My Roots Are Appalachian
"I write because I don't know what I think until I read what I say."Flannery O'Connor
Exhibit A:
"What if we've messed this up for ourselves? What if we could have made this place really great for us and we somehow missed out on that? Did we give up too easily? Are we just being selfish and naive? Or do we just know deep down that we were never meant to stay here? Are our dreams too big for the present? Or are they too big for us period? Is there such a thing as that...dreams that are too big? Are we just destined to be gypsies forever?" Kayla Queen, June 4, 2013, 2:37 PM
This was before I was married. A note written to myself in my phone that was somehow saved to the Cloud and transferred to my next two phones before I found it today.
Much of it still remains unanswered, and I realize that I wasn't really sure what I was even saying in those thoughts. However, looking back now, I see the situation much more clearly. I was about to be married, and Kyle and I were anxious to move somewhere else. We were living in Knoxville at the time, and just not feeling it. Looking back now, I think it was a lot of things that pushed us to move. It wasn't the city, or the jobs, or any of the things that one might associate with feeling unsettled in a city. These were the things on which we could have easily blamed our uneasiness, but now, it's clear that it just wasn't meant to be. There was more in store for us to discover elsewhere.

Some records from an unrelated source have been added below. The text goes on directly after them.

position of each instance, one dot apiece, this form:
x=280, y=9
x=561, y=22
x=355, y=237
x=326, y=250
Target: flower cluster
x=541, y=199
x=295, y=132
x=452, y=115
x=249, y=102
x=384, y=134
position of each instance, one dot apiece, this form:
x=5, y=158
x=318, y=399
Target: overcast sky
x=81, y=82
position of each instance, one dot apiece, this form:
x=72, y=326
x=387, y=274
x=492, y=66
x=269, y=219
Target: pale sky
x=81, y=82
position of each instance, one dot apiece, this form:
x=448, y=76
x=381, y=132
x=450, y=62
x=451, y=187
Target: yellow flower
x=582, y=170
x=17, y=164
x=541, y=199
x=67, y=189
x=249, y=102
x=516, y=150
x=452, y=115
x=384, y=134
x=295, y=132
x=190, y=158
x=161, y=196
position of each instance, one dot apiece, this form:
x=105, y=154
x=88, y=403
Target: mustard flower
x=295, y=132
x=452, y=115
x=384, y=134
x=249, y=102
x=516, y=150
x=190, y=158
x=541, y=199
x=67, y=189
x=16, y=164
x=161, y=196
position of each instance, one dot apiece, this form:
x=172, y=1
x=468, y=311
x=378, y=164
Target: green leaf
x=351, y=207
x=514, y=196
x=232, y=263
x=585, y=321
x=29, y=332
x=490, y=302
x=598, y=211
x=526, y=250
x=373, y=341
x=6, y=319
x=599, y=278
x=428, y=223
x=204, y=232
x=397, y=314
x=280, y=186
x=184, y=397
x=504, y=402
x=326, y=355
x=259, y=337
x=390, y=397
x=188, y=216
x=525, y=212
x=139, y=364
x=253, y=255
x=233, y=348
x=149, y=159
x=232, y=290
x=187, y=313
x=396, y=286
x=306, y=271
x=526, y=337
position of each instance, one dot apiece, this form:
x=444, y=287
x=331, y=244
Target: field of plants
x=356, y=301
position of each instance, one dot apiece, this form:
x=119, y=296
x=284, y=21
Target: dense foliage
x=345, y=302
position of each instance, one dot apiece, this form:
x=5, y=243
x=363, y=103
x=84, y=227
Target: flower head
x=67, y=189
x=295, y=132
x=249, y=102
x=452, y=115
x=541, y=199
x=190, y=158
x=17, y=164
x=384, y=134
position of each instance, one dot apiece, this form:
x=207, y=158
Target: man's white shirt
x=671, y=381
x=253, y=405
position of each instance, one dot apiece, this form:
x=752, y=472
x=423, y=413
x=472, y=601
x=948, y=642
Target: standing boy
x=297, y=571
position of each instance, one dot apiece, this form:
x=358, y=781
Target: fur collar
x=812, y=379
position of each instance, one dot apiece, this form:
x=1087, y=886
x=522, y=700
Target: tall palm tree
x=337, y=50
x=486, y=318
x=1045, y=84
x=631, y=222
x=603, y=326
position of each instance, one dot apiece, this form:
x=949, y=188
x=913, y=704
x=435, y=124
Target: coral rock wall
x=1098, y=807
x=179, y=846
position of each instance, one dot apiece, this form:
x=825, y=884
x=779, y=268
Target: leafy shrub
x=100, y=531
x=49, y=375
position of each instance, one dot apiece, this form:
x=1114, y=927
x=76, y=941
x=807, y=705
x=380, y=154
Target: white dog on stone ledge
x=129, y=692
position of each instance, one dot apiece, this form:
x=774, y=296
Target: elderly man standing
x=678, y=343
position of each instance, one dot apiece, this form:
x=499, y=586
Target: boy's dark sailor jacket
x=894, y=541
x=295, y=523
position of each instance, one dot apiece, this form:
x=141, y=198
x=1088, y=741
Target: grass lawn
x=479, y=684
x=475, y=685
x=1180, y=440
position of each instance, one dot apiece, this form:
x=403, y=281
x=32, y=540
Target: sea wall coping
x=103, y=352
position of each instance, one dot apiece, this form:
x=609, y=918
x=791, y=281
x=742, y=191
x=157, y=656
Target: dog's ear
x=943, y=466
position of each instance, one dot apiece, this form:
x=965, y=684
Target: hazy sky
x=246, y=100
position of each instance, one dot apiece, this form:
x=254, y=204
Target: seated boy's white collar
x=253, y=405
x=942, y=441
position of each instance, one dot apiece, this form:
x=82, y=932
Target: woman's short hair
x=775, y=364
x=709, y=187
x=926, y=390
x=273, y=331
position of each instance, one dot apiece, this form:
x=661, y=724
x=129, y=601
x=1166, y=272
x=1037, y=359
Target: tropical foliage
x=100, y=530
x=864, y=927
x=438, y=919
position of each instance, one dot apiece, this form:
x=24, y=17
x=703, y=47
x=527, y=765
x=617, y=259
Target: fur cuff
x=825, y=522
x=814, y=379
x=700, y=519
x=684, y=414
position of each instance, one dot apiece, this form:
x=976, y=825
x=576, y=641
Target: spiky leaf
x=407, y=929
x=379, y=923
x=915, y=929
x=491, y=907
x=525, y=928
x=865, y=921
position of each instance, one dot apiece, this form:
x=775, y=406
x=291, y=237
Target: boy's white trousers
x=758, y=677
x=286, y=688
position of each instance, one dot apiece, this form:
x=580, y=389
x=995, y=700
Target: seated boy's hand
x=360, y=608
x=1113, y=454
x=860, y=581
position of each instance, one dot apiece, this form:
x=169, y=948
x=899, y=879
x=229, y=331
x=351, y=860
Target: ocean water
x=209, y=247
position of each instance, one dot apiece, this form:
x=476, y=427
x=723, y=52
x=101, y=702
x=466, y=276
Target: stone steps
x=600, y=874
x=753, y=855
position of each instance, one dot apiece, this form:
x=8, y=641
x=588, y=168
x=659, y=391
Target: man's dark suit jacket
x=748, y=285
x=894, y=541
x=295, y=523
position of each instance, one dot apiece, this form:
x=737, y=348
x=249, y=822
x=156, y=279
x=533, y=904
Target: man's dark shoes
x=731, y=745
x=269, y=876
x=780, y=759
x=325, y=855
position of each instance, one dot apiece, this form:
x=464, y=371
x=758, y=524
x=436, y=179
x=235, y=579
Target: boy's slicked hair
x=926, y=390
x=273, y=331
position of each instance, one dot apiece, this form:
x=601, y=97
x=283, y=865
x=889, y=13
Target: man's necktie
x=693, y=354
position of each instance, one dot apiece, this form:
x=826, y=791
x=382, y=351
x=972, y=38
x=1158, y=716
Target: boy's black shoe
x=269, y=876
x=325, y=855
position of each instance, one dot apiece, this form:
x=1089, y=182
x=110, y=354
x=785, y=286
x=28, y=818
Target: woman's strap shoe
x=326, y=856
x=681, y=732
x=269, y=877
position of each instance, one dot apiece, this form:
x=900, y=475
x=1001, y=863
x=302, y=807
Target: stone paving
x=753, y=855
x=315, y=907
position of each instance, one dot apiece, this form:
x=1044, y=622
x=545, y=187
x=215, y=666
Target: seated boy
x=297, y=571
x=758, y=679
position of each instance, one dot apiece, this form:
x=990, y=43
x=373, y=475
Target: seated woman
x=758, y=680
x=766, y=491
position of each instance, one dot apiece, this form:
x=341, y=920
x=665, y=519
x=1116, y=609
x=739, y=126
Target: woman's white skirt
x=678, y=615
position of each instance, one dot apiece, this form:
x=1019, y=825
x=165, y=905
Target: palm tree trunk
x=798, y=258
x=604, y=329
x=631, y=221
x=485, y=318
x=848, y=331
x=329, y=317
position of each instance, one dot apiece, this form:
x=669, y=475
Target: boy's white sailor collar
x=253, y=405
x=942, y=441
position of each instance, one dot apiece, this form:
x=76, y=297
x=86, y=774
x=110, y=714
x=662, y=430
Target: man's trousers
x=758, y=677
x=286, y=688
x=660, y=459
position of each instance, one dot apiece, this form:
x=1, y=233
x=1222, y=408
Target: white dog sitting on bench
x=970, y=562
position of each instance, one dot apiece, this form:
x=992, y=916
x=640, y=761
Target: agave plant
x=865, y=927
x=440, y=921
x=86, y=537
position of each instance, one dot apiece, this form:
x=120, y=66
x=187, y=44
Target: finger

This is also when we first started talking about wanting to do some of the creative things that we are now working toward doing, projects we can't reveal yet but that are constantly being worked and reworked in our hearts. At the time, we just didn't know it was going to be back in West Virginia when those ideas started to take hold. We didn't know then what we know now.
Clearly, I'm a gypsy, but this was when I started feeling the itch to "settle down." And I mean, what is a gypsy anyway?
gyp·sy ˈjipsē - a nomadic or free-spirited person.
I love having the ability to go and move, to be free. But that doesn't necessarily mean I'm just never going to settle down. It just means I'm not going to settle. I have too many ideas, too many dreams, to stick with just one thing. But somehow, most of my dreams reflect back onto my heritage, my roots.
My life as the Mountain Gypsy is shifting, which means this blog is shifting. Before I was a blogger, I was a journalism student. Before that, I was on my high school yearbook staff. Before that, I wrote in journals every single day and kept little notebooks of song lyrics and doodles and notes to my friends. At my core, I am a writer, and I am Appalachian. I want Mountain Gypsy to truly reflect those parts of me, the parts that long to show the world the truth and spirit that our people embody.
My heart is a story-teller. My roots are Appalachian.
The Mountain Gypsy I've always envisioned and felt in my bones, but wasn't sure how to produce, is coming forth. In this spring season, it seems fitting that things are beginning to change, and I hope you'll join me for the ride.